La proposition de loi qui vous est soumise est de celles auxquelles le Gouvernement s’associe pleinement [...] Une évidence s'impose : pendant cent cinquante ans, comme l’a rappelé Mme le rapporteur, de 1791 à 1942, la loi pénale française a refusé la répression de l’homosexualité en tant que telle, c’est-à-dire entre personnes consentantes, y compris si l’une d’elles ou les deux étaient des mineurs de plus de quinze ans. [...]

Les années 1791 à 1942 ne sont pourtant pas, historiquement, ce qu’on peut appeler une période de libertinage ou de laxisme dans les mœurs ; c'est l'époque du triomphe de la morale bourgeoise, avec ce qu’elle comportait de valeurs et de rigueur au moins proclamées dans le domaine des mœurs. Croit-on vraiment que si les champions de l’ordre moral si exigeants du XIXe siècle – qu’ils s’appellent Odilon Barrot, Mole ou le duc de Broglie avaient considéré que la sauvegarde des mineurs contre ce qu’ils appelaient le « désordre des mœurs » passait par la répression pénale de l’homosexualité, ils n’auraient pas saisi les assemblées parlementaires, alors composées en majeure partie de notables, de projets de textes répressifs identiques à l’article 331, deuxième alinéa ? Rendons-leur à cet égard, témoignage ; si Oscar Wilde a été condamné par la justice anglaise pour avoir séduit Lord Douglas, nous savons que Verlaine ne pouvait être poursuivi par la justice française pour avoir séduit Rimbaud, âgé de dix-sept ans, à moins d’ailleurs, que la séduction ne fût en sens contraire. Tous les rapports de police de l’époque témoignent que la liaison était notoire Alors, interrogeons-nous ! La justice anglaise s’est-elle trouvée grandie d’avoir détruit moralement et physiquement Oscar Wilde ? Et l'homosexualité chez les jeunes gens de l’aristocratie anglaise s’est-elle trouvée réduite par ces pratiques répressives ? À lire les mémoires de l’époque, il est permis d’en douter.

 

En réalité, ces législateurs du XIXe siècle savaient fort bien je n'ose pas dire par expérience séculaire que jamais la répression pénale n’a eu à l'égard de l’homosexualité, la moindre efficacité. Nul d’ailleurs ne le savait mieux que notre éminent prédécesseur, l’archichancelier de l’Empire, M. Cambacérès l’un des auteurs du Code pénal, bien connu au Palais-Royal sous le sobriquet de « Tante Urlurette ». [...]

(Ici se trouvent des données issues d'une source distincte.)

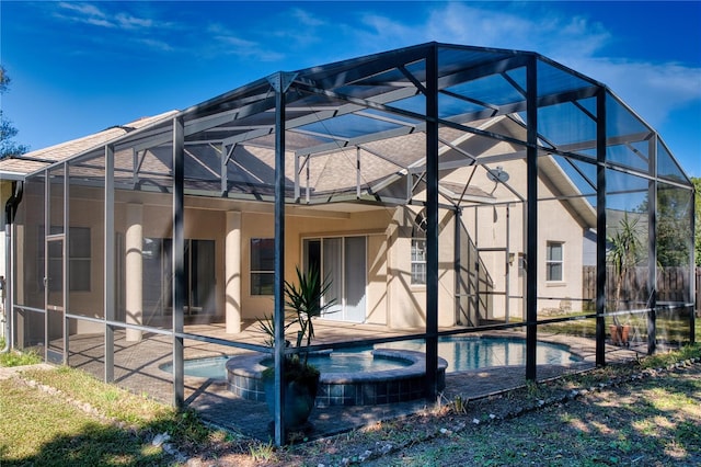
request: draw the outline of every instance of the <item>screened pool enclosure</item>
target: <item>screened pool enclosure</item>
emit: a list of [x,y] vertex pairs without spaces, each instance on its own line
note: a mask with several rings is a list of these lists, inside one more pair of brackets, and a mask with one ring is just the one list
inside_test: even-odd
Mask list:
[[423,339],[428,401],[443,335],[522,333],[524,379],[545,335],[599,365],[694,340],[692,184],[611,90],[538,54],[423,44],[119,129],[5,161],[27,168],[11,332],[49,362],[176,405],[205,348],[279,371],[256,319],[281,338],[298,265],[332,284],[314,349]]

L’Assemblée sait quel type de société, toujours marquée par l’arbitraire, l’intolérance, le fanatisme ou le racisme a constamment pratiqué la chasse à l’homosexualité. Cette discrimination et cette répression sont incompatible les principes d’un grand pays de liberté comme le nôtre. Il n’est que temps de prendre conscience de tout ce que la France doit aux homosexuels comme à tous ses autres citoyens dans tant de domaines.

 

La discrimination, la flétrissure qu’implique à leur égard l’existence d’une infraction particulière d’homosexualité les atteint nous atteint tous à travers une loi qui exprime l’idéologie, la pesanteur d'une époque odieuse de notre histoire. Le moment est venu, pour l’Assemblée, d’en finir avec ces discriminations comme avec toutes les autres qui subsistent encore dans notre société, car elles sont indignes de la France.